Tayla Terry says training with Williams has been monumental in keeping her on track. (KXAN Photo/Brianna Hollis)
Tayla Terry says training with Williams has been monumental in keeping her on track. (KXAN Photo/Brianna Hollis)

“You can drive me into performing acts of recidivism,” she said of her current situation. “I’m hungry. I don’t have the funds.”

But she’s proved to be a fighter in more ways than one, crediting Williams for keeping her on track.

“When I throw my punches or he’s telling me a combo, in my mind, I’m putting my life in those punches,” she said. “Life’s steady throwing punches. I get an hour to throw mine.”

The below video contains accounts of Williams’ efforts and the culture of the east side.

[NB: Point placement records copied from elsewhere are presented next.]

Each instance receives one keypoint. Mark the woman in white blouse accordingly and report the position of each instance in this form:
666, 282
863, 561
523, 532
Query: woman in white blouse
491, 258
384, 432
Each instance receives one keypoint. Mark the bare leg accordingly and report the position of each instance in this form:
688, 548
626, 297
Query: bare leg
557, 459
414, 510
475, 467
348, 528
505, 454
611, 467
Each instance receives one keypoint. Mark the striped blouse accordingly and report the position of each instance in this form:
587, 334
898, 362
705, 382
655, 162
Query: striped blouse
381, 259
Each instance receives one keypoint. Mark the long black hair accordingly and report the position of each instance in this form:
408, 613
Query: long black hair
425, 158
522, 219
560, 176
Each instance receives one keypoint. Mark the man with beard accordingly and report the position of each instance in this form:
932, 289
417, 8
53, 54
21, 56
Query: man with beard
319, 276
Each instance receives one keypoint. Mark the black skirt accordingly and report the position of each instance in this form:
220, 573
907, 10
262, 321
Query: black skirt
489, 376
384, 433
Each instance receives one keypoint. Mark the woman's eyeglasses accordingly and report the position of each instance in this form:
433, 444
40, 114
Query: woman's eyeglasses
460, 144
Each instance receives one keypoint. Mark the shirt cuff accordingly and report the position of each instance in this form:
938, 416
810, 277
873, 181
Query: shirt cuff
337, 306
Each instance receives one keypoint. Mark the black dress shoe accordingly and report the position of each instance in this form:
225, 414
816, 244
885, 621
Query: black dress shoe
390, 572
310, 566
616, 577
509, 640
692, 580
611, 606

East Austin crime statistics

Williams primarily works with people in City Council Districts 1 and 3, encompassing southeast, east and northeast Austin.

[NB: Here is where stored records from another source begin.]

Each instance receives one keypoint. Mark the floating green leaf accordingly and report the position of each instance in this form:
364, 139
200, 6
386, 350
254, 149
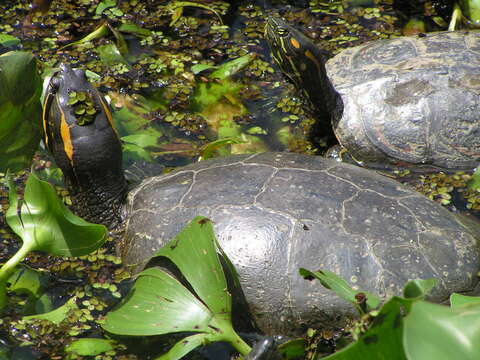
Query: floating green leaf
437, 332
161, 304
474, 183
90, 346
383, 339
335, 283
45, 224
20, 110
105, 4
457, 300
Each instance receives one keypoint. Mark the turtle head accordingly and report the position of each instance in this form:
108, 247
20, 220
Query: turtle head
79, 132
303, 63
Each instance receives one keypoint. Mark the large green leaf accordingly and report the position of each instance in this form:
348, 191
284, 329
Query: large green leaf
439, 333
90, 346
161, 304
383, 340
194, 247
20, 110
335, 283
158, 304
58, 315
45, 224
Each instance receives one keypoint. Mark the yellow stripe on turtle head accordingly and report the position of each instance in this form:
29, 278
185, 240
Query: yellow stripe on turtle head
65, 134
295, 43
312, 57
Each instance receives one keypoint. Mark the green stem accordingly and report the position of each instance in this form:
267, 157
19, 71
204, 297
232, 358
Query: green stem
7, 270
231, 336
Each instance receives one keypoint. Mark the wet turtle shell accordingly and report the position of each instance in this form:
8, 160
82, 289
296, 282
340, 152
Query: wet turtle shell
276, 212
410, 100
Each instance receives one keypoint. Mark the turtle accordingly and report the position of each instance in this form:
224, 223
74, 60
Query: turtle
410, 101
272, 213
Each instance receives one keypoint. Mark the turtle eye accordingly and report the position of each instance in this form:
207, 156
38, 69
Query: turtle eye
54, 85
80, 74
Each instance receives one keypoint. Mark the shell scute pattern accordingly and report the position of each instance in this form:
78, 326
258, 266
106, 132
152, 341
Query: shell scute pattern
304, 211
427, 100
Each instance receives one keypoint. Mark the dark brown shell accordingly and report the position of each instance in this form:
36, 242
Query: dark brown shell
413, 99
276, 212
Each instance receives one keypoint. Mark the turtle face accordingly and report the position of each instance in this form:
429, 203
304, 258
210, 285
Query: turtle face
304, 64
296, 55
79, 132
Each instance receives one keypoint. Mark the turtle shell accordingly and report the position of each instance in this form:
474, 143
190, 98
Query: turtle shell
276, 212
412, 99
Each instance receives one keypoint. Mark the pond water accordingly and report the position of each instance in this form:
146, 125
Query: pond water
154, 61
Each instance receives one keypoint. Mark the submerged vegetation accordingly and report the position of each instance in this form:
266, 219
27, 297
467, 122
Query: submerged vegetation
185, 80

KXAN compiled Austin Police Department data to create the below charts detailing theft, assault, vandalism, auto theft and burglary rates in Districts 1 and 3 from 2021 through 2023.

The bar graph below compares overall theft, assault and burglary rates of each council district from 2020 through Feb. 28, 2024. District 9 includes downtown Austin.

Limitations to Williams’ impact

“I wanted to reach out to a lot of individuals who was lost, a lot of individuals that’s going the wrong way and making bad decisions,” Williams said from inside the gym at the Dorris Miller Auditorium at Rosewood Park, a rare time he said he was able to find space inside thanks to the generosity of one of the center’s facilitators.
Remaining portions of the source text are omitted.